Ébouillanter le canard pendant 10 mn. Réserver. Faire macérer le canard avec le mélange pendant 2 heures. Cuire le canard 45 mn au four thermostat 6 (180° C). Préparer la braise avec quelques tiges de sarment et le 1/2 bol de brisure de thé. Envelopper le canard de papier sulfurisé et laisser fumer sous cloche 6 mn. Dresser le canard en émincés avec huile de sésame et ciboulette. (Poivron rouge facultatif).
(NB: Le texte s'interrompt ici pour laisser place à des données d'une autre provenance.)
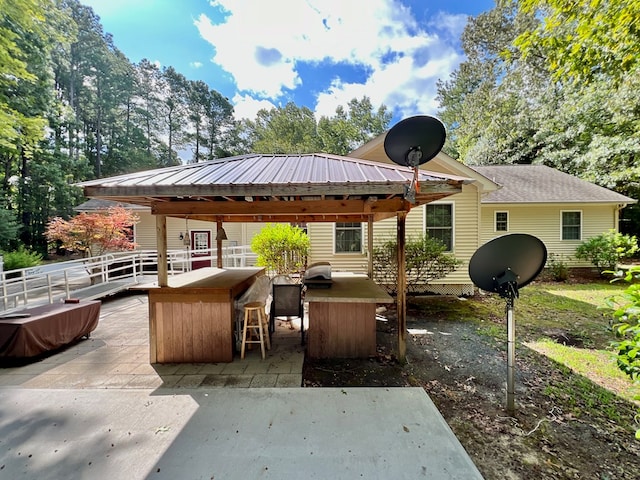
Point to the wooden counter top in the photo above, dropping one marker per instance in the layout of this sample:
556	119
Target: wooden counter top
210	277
349	289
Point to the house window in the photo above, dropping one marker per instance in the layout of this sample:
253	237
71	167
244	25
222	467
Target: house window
439	223
571	225
502	221
348	237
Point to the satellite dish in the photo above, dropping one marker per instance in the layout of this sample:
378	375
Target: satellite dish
503	265
517	259
415	140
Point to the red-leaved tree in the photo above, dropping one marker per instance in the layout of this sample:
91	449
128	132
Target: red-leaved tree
94	234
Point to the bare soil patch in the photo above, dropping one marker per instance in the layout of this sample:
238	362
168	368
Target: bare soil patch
562	428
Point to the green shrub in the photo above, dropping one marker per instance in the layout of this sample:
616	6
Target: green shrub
21	258
281	248
425	260
608	249
9	228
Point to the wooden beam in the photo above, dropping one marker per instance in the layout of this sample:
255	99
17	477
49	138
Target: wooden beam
370	247
161	238
296	207
401	297
218	243
321	190
357	218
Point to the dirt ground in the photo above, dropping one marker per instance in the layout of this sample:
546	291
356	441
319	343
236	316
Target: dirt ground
464	372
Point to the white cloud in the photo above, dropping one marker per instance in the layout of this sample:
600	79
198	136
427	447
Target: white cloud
245	106
261	44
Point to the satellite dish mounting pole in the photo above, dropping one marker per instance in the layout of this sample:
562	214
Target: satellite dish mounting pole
511	358
506	284
504	265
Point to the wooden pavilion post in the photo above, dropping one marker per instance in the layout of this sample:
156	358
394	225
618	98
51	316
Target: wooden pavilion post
161	239
218	243
370	246
401	298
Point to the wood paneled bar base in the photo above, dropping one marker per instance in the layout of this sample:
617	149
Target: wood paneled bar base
192	320
342	318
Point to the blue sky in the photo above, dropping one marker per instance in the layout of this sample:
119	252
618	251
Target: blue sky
316	53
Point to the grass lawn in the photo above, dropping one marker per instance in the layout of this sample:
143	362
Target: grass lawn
566	322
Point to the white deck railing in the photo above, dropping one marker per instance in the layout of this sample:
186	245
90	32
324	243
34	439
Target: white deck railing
51	282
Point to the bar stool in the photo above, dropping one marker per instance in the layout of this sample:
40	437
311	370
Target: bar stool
256	324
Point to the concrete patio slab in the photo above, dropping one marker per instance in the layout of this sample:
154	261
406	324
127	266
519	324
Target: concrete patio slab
98	409
222	433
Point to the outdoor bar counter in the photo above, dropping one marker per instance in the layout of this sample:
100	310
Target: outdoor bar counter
342	318
192	319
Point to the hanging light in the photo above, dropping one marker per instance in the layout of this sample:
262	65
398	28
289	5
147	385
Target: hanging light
186	238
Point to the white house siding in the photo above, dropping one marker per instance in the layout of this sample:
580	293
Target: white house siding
544	222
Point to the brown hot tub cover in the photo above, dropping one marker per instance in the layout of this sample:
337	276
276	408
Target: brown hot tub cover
46	328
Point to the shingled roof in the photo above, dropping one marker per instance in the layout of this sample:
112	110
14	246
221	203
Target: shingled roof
542	184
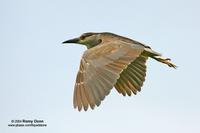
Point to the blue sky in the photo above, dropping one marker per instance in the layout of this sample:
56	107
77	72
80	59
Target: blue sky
38	72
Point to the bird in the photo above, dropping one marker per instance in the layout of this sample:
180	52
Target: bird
110	61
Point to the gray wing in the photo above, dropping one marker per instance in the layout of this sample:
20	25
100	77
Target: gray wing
100	69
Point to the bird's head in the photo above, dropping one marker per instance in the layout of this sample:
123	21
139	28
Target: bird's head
88	39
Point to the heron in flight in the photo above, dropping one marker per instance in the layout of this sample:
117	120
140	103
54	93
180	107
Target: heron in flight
110	61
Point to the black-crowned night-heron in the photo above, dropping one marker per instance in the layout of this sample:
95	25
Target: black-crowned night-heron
110	61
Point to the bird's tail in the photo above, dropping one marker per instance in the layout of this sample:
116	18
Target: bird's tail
157	56
166	61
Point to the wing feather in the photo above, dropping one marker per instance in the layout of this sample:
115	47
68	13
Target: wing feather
100	70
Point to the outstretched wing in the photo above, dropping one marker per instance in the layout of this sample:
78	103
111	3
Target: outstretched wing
132	78
100	68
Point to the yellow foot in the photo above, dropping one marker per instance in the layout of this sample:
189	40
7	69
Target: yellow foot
166	61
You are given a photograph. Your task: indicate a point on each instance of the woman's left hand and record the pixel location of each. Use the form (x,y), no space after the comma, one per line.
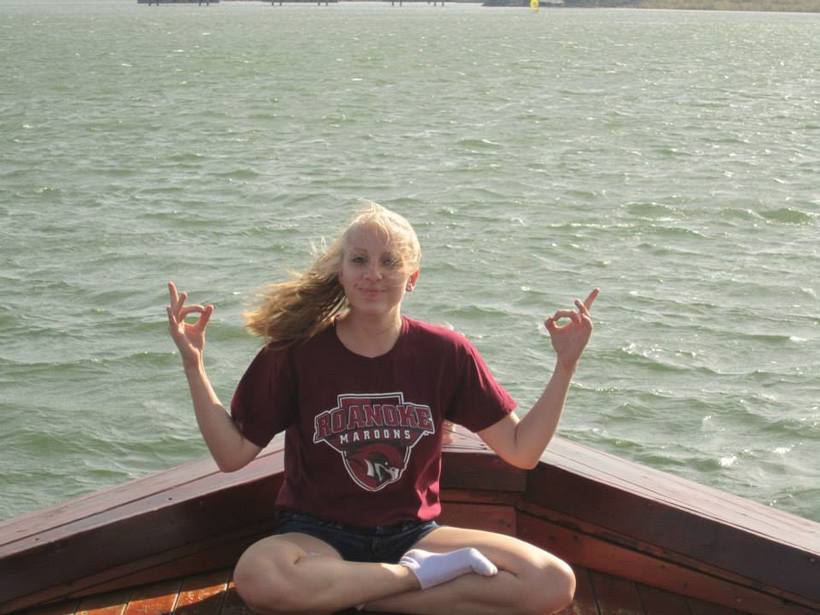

Accord en finesse : Un plat servi froid qui monte en puissance et en croissance. Il développe des goûts successifs pour finir sur du finement épicé grâce au poivre de Sishuan. L’épice titille un peu les papilles et permet au château Guiraud 2002 d’exprimer ses notes subtiles et acidulées d’agrumes confits et de rhubarbe avant un final surprenant de fraicheur. La vivacité du millésime fait merveille avec le poivre finement parfumé et l’huile de piment, la nuance camphrée du thé renforce la fraîcheur du vin, la rondeur et la cuisson à point du canard souligne la bouche ample et grasse du Sauternes : une spécificité de l’appellation qui se développe de manière spectaculaire grâce aux épices douces. La palette aromatique est alors incroyable, c’est le cas ici.

Ces recettes ont été réalisées par les frères Tommy et Andy Shan, à la tête du restaurant chinois « Au Bonheur du Palais », à Bordeaux. Elles ont été publiées dans « Terre de Vins » n°8 (article de Joël Raffier) en novembre-décembre 2010. Les photos sont de Richard Sprang.